The crisis of neo-liberalism is considered to be a ‘source of evil’ – a policy based on a structural reform model for all countries regardless of geographical location, and without taking into account the specific structure and organization of each country in which it was implemented.  As the IMF and EU continue to stubbornly prescribe the same medicine for all ailing economies, they end up with patients in a coma. But the only way to exit this all-round crisis is through a profound institutional shift. A shift which Europe itself needs, as it did not rightly or timely predict for a European Supervisory Mechanism for the banks, or for a Single Banking Union, and since even the EU itself has become an elitist and undemocratic institution.

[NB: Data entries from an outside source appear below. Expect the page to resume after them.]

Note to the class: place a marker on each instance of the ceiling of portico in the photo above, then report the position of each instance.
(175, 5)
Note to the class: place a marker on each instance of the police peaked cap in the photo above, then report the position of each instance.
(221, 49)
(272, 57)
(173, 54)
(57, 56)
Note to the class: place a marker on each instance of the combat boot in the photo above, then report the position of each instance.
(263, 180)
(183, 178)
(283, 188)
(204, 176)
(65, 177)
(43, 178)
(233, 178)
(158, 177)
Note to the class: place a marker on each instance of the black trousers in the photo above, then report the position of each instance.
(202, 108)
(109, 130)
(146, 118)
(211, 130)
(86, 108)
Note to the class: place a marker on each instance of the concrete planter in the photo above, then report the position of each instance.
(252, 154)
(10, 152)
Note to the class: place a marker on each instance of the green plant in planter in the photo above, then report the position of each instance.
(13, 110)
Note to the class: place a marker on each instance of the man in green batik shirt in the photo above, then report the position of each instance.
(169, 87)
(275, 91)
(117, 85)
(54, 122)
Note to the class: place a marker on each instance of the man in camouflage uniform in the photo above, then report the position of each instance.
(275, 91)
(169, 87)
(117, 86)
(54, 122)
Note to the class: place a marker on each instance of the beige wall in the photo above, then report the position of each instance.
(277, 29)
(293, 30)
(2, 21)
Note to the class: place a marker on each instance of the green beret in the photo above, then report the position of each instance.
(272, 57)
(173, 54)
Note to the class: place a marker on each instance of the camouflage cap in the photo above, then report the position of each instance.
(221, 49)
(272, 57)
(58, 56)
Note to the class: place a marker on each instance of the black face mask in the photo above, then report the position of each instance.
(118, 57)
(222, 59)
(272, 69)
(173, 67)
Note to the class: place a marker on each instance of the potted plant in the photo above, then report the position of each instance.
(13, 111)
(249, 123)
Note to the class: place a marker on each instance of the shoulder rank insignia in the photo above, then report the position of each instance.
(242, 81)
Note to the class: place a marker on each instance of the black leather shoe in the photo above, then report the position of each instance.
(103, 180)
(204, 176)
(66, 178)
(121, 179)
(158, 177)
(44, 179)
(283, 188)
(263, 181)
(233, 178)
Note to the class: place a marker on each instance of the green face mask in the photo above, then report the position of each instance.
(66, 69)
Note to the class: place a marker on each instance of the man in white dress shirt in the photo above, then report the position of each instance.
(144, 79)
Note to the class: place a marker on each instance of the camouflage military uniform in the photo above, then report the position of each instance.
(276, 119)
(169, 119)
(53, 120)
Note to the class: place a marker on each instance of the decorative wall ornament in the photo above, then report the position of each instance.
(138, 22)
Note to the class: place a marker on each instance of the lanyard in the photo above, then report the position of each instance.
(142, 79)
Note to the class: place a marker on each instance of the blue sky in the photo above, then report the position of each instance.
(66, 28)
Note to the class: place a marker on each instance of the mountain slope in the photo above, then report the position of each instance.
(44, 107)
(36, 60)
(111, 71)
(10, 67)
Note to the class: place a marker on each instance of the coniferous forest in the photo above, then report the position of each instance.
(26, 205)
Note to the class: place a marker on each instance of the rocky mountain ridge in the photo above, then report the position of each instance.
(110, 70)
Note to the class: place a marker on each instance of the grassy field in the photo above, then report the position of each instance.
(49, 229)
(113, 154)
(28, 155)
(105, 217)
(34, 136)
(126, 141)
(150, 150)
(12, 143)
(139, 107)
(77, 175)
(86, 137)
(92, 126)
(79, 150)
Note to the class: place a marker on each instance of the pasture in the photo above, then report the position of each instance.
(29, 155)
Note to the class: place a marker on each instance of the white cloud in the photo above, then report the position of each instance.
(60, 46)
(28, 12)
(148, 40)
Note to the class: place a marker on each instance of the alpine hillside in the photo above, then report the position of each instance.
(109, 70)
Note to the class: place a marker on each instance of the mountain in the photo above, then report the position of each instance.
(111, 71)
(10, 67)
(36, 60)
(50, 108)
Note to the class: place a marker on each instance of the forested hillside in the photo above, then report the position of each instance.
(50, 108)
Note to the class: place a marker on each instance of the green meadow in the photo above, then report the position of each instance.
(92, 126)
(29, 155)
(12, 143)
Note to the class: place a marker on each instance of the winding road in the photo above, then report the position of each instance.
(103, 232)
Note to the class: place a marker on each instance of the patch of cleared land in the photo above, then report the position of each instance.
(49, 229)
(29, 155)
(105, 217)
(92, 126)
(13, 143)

Yet in the midst of it all, the “fatal flaw of the Euro” also signifies the fact that the Eurozone was built on the foundations of an unequal financial system, where member states surrendered their independence together with their currency; the common policy implemented did not take into account the domestic circumstances of each country; and there was no shield of a broader guarantee of deposits (something which became particularly evident during the banking crisis in Cyprus). In this way, the austerity programmes were marked by an institutional deficit; one that the EU is now striving to rectify. But with the deterioration of living standards, and the rise of nationalism in its member states, the EU finds it extremely difficult to agree to common solutions. Growth is returning slowly if at all, and this leads to an even more divided Europe – of the centre and the periphery – and an all the more egocentric continent.


Austerity policies have not brought about the desired results, yet we continue to implement the same neo-liberal strategies. The majority of Europeans wonder why. Yet European Central Bank (ECB) representatives argue that the continuation of these reforms is necessary not only for the present generations, but in order to ease the burden on the future ones.


Five years in the midst of the crisis and Greece continues to lose GDP, unemployment is sprouting and the Troika continues to issue all the more pessimistic forecasts. It is by now commonly acknowledged, that austerity will not lead to recovery. Alternatives are needed, as for example the ones outlined during this conference: a new Marshall plan based on foreign funding and supervision by the EU, or the freezing of interest rate payments and public debt. Both proposals aim at creating at least 200,000 jobs and stimulating growth. But they also share a common denominator: political will. And this, in a Europe which is devouring itself through its own inequalities, is hard to find. But as Greek Former Finance and Defence Minister and President of the Athens Development and Governance Institute ADGI–INERPOST Gerasimos Arsenis stated “if we want to build the future on solid foundations, we must not repeat the same mistakes”.